The pipeline is implemented as a modular suite of shell scripts designed for accessibility, efficiency, and reproducibility. Each step executes as a single documented command with sensible defaults, while logs capture versions, parameters, and input checksums to ensure consistent execution across machines and time. The modular design facilitates adaptation by allowing users to substitute references, adjust trimming/alignment parameters, or integrate additional assays (e.g., ChIP-seq variants or nascent RNA protocols) without disrupting downstream steps. These features underscore the practical importance of the workflow and provide a foundation for future applications.

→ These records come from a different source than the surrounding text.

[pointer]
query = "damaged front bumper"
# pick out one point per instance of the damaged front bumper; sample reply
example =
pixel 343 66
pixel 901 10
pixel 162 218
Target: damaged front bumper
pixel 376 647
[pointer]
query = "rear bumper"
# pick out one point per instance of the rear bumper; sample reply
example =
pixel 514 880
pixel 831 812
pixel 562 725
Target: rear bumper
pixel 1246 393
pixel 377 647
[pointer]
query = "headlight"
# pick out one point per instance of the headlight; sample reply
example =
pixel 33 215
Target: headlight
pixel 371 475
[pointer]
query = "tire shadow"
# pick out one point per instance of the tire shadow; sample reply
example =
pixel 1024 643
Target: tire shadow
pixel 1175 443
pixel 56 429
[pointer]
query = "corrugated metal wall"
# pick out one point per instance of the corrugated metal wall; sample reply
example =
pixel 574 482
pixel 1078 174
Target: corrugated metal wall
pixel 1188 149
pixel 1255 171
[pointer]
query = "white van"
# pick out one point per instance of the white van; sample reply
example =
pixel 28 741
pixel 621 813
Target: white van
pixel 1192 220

The workflow yields strand-aware, annotation-linked enhancer candidates and normalized locus-level outputs that are directly usable for ranking, filtering, and comparative analyses. Such outputs map naturally to experimental follow-up, including reporter assays to test regulatory activity and targeted enhancer perturbation to validate functional impact. For routine use, the combination of stepwise documentation, deterministic preprocessing, and clear handoffs lowers the barrier for researchers with limited computational expertise while remaining flexible for advanced users. Together, these qualities position the pipeline as a practical screening and target-designation framework, particularly suited for experimental biology laboratories.